Che formazione hai avuto?

Studi umanistici.

Per l’arte pur distinguendo tra le varie tendenze che ormai toccano tutto il possibile e tutti i mezzi espressivi, ho sempre inteso abbandonare archetipi consunti in poetiche ormai da rivedere e andare oltre quel “nulla” che ha traslato il “bello” chissà dove, e presentare l’arte senza restrittive formule del tipo “figurazione”, “astrazione”, “informale”, ma con le ragioni di una realtà nel suo esistere, senza il voler essere “avanguardia” per forza o per timore di molti di non esserne rappresentati, nel fine di una coerenza stilistica contro una mutevolezza che metterebbe in gioco una credibilità raggiunta.

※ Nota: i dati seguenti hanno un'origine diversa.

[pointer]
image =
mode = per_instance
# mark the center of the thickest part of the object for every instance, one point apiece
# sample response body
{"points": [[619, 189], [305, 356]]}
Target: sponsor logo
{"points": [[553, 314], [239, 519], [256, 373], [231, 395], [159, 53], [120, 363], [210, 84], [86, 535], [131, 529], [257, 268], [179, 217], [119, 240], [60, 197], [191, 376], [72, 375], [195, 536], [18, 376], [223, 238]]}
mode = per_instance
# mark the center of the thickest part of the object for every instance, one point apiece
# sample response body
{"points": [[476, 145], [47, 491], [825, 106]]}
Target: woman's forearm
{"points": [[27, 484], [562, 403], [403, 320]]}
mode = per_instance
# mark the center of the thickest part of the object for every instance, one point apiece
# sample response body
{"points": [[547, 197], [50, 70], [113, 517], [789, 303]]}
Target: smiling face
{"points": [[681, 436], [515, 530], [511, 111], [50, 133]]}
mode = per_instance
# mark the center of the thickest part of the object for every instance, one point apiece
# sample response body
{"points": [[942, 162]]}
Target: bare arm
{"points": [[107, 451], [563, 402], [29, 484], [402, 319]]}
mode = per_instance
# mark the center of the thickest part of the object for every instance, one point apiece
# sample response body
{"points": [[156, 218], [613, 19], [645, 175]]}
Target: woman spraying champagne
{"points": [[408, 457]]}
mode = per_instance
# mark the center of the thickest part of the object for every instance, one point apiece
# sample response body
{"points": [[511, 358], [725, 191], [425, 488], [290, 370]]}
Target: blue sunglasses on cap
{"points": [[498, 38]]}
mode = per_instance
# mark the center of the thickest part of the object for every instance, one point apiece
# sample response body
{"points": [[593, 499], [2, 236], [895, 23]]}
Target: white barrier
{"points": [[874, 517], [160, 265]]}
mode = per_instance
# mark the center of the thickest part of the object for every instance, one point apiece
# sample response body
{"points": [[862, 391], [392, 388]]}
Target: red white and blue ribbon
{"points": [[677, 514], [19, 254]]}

Per questo scrivo con un modello di “critica” che guarda all’arte ma anche alla cultura in genere radicando ogni mio testo nella storia dell’arte con riferimenti e come articolazione di saperi, cercando di alimentare l’emozionarsi in un rapporto umano con gli artisti che sono il vero collante e il motore che permette di poter seguire e apprezzare il mondo dell’arte nel suo continuo movimento.

Quando hai capito che l’arte sarebbe diventata da passione a professione?

L’arte per passione è sempre stata nel mio privato (compresa quella antica), poi gli studi sulla filosofia, sull’estetica e sui canoni che entrano nella professione di libero professionista come critico d’arte, e le due cose hanno anime diverse anche se allo stesso tempo sono le facce di uno stesso lavoro: la passione per l’arte conduce alla serietà professionale e la professione alla ricerca della bellezza che l’arte dà.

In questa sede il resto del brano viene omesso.